Table ronde : Réconciliation franco-algérienne

Le jeudi 25 octobre 2012, amphithéâtre de la Maison du Tourisme.

Ouverture par Adolfo Kaminsky

affiche asali

Adolfo Kaminsky fabriquait des faux papiers.
Il n’a jamais accepté d’argent pour ce travail.
Juif argentin né en 1925, immigré en France à l’âge de 7 ans.
En 1943, enfermement à Drancy, puis libération en tant qu’Argentin.
Entré en Résistance, il passe la fin de la guerre à fabriquer
des faux papiers d’identité pour aider des milliers de Juifs
à échapper aux persécutions.


Recruté ensuite par les services secrets français,
il démissionne au moment des prémisses de la guerre d’Indochine,
par refus de collaborer à la guerre coloniale.
Il aide alors l’émigration juive vers la Palestine de 1946 à 1948.
Il cesse ensuite parce que l’Etat d’Israël s’est doté d’une religion d’état.
À la fin des années 1950, il s’engage en faveur de la décolonisation de l’Algérie
et rejoint le réseau Jeanson et Curiel qui soutient le FLN en France.
Enfin, à partir de 1963, il vient en aide aux mouvements de libération
des pays d’Amérique du Sud et d’Afrique.
Il soutient également les anti-franquistes espagnols et les grecs
en lutte contre la dictature militaire des «colonels».

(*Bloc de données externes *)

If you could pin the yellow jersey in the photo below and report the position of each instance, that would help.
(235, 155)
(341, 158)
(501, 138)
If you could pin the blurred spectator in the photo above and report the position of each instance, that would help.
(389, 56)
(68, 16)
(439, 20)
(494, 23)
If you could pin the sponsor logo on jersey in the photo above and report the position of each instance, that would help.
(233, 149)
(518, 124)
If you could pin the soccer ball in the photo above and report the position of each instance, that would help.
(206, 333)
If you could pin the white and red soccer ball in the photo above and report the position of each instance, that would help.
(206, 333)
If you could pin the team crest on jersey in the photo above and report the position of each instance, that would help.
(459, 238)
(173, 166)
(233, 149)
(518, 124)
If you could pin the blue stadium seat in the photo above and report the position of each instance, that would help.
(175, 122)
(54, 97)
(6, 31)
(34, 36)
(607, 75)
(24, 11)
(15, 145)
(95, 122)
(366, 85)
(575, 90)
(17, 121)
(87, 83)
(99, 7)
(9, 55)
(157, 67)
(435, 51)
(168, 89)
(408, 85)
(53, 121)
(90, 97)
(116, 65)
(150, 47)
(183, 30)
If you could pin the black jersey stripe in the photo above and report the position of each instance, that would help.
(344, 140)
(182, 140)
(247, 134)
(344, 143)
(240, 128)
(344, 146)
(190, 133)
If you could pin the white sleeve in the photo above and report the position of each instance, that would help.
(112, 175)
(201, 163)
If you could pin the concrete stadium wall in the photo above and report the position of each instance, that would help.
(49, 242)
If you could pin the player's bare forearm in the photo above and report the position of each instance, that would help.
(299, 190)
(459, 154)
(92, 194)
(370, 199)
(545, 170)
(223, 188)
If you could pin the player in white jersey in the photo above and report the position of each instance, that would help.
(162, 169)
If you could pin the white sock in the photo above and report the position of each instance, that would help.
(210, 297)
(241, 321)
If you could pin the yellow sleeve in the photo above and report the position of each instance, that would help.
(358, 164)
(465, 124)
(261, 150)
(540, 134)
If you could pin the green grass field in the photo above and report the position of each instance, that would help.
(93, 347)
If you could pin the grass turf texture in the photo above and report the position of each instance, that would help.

Au début des années 1970, Adolfo traverse la méditerranée,
et séjourne une bonne dizaine d’années en Algérie,
où il se marie avec la fille d’un imam libéral
et donne naissance à ses trois enfants Atahulpa, José et Sarah.
Il rentre en France en 1982.

Cet argentin de 87 ans dit s’être “contenté” d’appliquer toute sa vie,
strictement, la devise “Liberté, Egalité, Fraternité” apprise à l’école.